Today Alexander Shopov was giving me some help because of a very severe problem I had here. The problem (already solved by magic – we did not noticed what exactly solved it) was that
rpm -qi kernel
was showing two kernel packages installed, but when I try to remove the older one, it was reporting that the package was not (?) installed. However, as I said – the problem was solved magically – after many tries, the last “rpm -e” command strangeously why succeeded.
However, this article is not about this. It’s about some nice rpm query commands that I want to remember. And the best way to remember them is to store them here :).

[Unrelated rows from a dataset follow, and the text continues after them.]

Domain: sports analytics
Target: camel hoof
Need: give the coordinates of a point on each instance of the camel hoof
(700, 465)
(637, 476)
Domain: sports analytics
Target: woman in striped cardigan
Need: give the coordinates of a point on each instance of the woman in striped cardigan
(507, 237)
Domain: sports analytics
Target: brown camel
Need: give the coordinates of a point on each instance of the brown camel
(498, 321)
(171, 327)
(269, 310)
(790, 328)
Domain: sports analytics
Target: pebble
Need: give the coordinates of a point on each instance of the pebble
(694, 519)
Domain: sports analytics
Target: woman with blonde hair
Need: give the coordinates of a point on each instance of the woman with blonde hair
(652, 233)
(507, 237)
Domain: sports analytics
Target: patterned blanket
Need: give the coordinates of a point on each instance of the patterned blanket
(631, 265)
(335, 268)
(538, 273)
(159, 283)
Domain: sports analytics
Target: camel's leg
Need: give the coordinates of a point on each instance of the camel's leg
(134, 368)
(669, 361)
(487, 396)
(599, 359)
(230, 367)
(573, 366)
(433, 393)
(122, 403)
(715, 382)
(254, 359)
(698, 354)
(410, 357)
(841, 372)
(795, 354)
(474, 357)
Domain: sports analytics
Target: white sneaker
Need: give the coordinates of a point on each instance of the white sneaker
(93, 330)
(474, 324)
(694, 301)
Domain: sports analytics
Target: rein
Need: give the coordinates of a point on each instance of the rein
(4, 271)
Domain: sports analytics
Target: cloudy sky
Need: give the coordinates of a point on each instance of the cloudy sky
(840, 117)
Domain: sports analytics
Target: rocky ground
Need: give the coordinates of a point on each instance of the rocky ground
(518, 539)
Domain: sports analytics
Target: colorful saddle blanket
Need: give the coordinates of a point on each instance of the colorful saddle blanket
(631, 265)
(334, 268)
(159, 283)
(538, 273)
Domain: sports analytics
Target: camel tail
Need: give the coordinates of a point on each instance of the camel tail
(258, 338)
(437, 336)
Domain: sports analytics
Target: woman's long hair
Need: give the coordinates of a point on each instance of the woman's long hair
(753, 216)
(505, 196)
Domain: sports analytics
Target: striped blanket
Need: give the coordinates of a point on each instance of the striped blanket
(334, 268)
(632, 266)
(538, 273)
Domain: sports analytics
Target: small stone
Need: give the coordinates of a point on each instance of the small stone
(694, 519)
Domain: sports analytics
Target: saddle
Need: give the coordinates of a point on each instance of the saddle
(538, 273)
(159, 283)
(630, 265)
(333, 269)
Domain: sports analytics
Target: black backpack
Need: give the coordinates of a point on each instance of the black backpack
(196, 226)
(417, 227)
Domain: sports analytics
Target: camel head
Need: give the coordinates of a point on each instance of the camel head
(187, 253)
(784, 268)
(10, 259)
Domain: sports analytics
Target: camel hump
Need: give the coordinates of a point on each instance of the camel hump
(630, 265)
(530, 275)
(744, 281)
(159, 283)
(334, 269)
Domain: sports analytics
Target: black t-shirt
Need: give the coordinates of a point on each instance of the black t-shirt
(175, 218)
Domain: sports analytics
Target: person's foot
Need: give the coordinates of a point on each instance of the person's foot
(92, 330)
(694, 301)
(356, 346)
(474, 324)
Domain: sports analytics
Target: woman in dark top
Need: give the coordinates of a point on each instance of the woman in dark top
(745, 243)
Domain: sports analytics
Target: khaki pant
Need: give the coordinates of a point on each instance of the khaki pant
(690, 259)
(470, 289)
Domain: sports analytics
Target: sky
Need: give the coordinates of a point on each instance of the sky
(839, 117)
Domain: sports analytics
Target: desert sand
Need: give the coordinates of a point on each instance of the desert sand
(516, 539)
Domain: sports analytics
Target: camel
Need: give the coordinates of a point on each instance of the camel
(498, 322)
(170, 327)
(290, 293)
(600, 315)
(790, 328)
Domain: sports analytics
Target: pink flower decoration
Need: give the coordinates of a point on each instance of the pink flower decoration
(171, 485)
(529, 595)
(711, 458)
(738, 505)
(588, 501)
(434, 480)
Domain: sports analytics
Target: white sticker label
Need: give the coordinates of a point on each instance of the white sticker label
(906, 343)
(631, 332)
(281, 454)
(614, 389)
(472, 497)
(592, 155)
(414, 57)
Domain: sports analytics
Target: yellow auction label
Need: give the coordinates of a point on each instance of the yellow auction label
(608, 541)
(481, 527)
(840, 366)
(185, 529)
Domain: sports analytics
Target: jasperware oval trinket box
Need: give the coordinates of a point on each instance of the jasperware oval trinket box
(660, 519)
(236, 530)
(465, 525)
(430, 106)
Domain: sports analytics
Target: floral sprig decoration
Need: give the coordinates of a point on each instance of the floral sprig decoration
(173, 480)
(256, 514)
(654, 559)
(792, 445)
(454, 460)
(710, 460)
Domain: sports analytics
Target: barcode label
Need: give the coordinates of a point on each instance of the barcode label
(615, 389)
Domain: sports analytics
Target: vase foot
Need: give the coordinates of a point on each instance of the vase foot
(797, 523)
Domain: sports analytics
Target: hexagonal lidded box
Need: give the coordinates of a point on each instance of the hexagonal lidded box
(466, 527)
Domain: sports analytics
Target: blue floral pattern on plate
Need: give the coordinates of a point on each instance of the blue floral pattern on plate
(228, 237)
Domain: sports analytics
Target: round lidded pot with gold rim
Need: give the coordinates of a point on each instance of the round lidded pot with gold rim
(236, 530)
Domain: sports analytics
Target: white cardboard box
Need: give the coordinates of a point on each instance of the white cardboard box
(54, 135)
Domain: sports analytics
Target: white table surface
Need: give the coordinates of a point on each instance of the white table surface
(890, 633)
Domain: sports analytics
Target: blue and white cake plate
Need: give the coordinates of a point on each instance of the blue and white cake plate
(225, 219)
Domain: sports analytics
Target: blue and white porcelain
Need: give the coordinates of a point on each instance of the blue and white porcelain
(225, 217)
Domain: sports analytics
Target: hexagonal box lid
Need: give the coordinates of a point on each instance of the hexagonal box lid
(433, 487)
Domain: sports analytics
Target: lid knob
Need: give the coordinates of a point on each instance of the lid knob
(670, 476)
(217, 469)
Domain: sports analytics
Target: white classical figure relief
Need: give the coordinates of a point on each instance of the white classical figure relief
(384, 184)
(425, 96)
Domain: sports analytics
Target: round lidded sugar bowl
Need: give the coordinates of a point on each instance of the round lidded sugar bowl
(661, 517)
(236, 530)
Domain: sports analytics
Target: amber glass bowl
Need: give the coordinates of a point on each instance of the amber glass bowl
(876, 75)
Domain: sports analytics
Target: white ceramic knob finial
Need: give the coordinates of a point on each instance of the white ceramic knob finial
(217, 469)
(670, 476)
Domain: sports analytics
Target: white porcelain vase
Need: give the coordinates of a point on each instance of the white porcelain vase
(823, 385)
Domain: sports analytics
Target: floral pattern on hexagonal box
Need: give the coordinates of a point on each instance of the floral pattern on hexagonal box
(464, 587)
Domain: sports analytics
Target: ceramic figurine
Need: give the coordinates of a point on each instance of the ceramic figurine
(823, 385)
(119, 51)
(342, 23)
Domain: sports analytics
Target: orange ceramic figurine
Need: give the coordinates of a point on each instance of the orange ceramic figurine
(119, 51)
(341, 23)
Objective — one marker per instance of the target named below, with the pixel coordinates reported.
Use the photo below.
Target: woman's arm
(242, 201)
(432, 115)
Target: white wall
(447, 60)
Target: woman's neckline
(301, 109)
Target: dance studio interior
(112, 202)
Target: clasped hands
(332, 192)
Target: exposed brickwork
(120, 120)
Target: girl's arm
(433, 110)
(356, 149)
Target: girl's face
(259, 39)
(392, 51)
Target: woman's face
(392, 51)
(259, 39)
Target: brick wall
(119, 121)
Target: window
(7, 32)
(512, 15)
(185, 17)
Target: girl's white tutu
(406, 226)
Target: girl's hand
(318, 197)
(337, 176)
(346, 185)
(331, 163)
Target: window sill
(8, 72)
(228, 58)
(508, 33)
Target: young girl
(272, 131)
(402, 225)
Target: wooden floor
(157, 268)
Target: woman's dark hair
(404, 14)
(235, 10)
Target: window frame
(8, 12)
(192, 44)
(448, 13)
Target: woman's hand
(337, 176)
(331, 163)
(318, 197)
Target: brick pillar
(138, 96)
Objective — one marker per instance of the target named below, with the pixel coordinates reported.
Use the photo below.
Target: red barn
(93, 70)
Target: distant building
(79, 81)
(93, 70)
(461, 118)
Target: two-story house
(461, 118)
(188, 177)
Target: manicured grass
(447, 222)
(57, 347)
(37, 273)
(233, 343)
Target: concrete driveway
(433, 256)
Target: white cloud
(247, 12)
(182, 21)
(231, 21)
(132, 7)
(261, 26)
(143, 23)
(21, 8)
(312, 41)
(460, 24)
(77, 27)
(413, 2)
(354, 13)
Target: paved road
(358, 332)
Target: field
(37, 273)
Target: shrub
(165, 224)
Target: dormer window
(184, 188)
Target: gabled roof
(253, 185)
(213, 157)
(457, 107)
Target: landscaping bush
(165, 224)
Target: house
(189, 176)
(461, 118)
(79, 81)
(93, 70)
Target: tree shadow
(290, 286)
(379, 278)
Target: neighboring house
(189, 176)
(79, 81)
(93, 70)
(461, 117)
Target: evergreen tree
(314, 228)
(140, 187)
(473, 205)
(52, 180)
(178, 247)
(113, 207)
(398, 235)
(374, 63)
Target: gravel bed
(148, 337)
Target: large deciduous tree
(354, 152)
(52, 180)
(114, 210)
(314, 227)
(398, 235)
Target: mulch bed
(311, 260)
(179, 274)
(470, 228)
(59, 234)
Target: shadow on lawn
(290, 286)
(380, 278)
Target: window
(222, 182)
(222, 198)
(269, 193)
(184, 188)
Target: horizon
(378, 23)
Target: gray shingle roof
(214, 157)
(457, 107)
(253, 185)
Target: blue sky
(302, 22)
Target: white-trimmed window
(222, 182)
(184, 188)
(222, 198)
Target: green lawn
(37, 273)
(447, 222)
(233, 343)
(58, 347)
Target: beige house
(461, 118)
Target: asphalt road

The first command to remember is:
rpm -qi <package name>
This command gives you valuable information about all installed package’s versions. If this this information is too much for you, and if you need the real package(s) names, in the way they should be given in probable “rpm -e” command, then you should use the second command to remember:
rpm -qa <package name>
This command enlists all packages with thie name (and their different versions). You may use the output as source of the “rpm -e” command later.
And during Alexander’s help, I learned the third command (mini-script) to remember:
for i in*; do echo -n "$i :: " && rpm -qf $i; done
If you run this mini script in given directory, it will list each file from that directory and the rpm, to which this file eventually belongs to. If the file does not belong to any rpm – you will have the corresponding message about it. Very useful thing indeed!
I would like to thank again to Alexander for all his time! I learned valuable things, and he also helped me (though I did not understood how finally it worked) to overcome my problem!